Op 18 juni 1957 legde een uitslaande brand twee van de zes arbeiderswoningen van de zgn. ‘Zeven Zaligheden’ aan de Ommerweg in de as. De Provinciale Overijsselsche en Zwolsche Courant, maar ook het Twentsch Dagblad Tubantia versloegen de ramp waarbij de 21-jarige Gerda J.B. Grimeyser uit Eede om het leven kwam.

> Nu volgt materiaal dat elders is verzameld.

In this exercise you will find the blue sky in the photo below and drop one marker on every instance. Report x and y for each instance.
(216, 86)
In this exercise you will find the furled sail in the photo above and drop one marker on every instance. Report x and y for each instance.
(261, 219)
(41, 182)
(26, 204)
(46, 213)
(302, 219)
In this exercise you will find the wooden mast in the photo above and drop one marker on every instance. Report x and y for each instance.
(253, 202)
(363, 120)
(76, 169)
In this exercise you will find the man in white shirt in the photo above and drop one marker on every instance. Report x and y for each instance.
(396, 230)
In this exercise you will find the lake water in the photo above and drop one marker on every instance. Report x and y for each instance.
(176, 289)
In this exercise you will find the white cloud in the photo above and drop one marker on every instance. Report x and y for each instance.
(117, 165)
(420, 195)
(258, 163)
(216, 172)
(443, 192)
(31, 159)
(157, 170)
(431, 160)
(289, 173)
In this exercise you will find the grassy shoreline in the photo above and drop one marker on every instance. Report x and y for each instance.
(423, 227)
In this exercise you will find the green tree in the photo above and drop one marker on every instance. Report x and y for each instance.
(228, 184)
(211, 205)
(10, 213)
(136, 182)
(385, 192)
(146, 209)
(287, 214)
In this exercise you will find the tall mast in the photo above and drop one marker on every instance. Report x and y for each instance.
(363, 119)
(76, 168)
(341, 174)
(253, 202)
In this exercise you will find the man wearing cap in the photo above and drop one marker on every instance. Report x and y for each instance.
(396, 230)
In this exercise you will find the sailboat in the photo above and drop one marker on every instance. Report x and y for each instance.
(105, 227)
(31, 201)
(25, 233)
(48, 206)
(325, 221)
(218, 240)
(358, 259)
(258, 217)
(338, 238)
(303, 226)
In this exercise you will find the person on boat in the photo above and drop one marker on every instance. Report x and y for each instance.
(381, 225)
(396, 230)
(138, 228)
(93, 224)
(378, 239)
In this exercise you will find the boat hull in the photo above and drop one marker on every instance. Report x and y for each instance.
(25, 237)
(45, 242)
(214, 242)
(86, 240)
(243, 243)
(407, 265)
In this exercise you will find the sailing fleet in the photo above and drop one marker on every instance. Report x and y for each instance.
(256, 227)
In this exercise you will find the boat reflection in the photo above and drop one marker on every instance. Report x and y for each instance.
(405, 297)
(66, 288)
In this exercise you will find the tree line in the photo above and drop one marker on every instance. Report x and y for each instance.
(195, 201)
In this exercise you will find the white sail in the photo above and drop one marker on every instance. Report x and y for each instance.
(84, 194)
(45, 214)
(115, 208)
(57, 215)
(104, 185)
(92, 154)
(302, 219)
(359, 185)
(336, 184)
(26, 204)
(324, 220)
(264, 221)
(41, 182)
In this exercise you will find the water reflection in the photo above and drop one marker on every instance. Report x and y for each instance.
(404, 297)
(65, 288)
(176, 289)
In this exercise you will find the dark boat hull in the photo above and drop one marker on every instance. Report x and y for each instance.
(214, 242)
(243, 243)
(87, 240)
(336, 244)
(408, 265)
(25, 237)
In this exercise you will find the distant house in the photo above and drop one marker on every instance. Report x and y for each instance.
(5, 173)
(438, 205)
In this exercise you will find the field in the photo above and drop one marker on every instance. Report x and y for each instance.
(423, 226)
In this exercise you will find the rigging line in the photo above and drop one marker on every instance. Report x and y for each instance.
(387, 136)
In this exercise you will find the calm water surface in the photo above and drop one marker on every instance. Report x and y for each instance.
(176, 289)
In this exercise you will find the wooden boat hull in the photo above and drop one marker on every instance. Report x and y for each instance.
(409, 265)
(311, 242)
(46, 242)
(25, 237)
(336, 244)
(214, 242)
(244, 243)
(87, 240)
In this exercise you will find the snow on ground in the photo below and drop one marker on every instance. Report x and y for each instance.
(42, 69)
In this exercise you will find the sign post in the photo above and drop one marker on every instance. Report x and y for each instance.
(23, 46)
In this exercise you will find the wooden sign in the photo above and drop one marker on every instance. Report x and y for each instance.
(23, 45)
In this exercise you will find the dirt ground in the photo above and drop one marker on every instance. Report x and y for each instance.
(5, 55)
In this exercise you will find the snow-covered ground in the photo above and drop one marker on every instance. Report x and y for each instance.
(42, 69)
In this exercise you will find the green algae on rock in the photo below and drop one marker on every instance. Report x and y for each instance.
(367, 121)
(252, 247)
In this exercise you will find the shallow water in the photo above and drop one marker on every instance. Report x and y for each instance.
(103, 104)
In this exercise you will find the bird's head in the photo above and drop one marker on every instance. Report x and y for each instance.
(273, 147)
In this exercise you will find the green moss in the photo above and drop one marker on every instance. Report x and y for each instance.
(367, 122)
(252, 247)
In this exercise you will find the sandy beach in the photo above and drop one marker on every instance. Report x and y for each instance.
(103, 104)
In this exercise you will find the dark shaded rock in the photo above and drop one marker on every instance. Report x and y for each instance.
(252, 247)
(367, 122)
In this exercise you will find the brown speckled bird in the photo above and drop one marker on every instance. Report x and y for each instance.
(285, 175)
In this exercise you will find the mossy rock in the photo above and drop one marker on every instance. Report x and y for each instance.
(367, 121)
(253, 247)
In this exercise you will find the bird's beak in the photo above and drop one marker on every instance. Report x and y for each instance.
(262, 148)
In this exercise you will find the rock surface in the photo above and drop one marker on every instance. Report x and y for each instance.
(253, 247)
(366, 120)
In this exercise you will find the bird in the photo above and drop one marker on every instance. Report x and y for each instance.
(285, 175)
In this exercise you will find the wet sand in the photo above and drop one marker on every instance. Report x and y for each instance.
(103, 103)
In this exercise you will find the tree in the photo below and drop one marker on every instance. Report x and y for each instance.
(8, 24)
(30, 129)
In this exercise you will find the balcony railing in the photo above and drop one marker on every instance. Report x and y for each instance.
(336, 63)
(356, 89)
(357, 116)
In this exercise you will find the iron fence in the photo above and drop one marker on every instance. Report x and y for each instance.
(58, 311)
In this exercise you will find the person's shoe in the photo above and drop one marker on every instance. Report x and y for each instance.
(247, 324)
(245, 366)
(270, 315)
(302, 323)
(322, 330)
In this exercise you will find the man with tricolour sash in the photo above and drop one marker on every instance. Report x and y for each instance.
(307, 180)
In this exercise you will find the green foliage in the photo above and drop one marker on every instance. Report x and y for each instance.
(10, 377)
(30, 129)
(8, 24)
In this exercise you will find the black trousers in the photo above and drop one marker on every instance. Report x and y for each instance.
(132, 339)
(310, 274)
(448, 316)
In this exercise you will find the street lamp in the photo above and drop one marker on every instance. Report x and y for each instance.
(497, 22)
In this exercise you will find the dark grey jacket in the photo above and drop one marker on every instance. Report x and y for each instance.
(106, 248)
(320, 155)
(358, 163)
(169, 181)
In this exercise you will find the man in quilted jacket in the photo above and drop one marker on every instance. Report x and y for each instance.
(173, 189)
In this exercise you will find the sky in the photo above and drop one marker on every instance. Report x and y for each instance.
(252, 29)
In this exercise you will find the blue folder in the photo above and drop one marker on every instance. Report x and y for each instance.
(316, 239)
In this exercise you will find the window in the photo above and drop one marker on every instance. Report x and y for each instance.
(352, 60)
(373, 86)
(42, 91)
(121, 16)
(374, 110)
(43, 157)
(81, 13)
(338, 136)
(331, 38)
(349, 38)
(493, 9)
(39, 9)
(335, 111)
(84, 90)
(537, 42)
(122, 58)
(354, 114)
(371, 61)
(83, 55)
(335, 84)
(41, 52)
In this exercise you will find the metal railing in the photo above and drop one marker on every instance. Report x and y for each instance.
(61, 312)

Zo hevig was de brand, dat ook de aangrenzende woning van de familie Sierink geheel uitbrandde, ofschoon men daar gelegenheid had enig huisraad te redden. De hele inboedel van de familie v.d. Kolk ging verloren. Het was een gelukkige omstandigheid dat de brand ontstond aan de zijde van het blok, die van de sterke oostenwind was afgekeerd, waardoor de brandweer er in slaagde de resterende vier woningen te behouden. Temeer daar in verscheidene woningen de kinderen alleen thuis waren daar de ouders op het land werkten. Bij een tegengestelde windrichting was de ramp niet te overzien geweest, daar de vlammen in de oude, kurkdroge woningen razend snel om zich heen grepen. Nadat het vuur geblust was, kon het stoffelijk overschot van het slachtoffer worden verborgen. Het meisje, dat indertijd in het evacuatiekamp of barakkenkamp „De Molengoot” woonde met haar ouders, was enige tijd geleden met hen naar Zeeland verhuisd, doch verbleef de laatste tijd ten huize van de familie v.d. K. daar de jongelui binnenkort zouden trouwen. De jongeman was door het gebeurde zo van streek dat doktershulp nodig was. De zwaar getroffen jongeman werd liefderijk verzorgd door de buren Ribberink. De brand, die woedde aan de drukke rijksweg 34, trok grote belangstelling, aan weerszijden van de weg stonden rijen auto’s en de omstanders bespraken uitvoerig het tragisch gebeuren.Ook de nog niet geheel herstelde burgemeester en mevrouw Van Oorschot, de locoburgemeester Z. Valkman en de gemeentesecretaris Resink waren bij het brandende perceel aanwezig.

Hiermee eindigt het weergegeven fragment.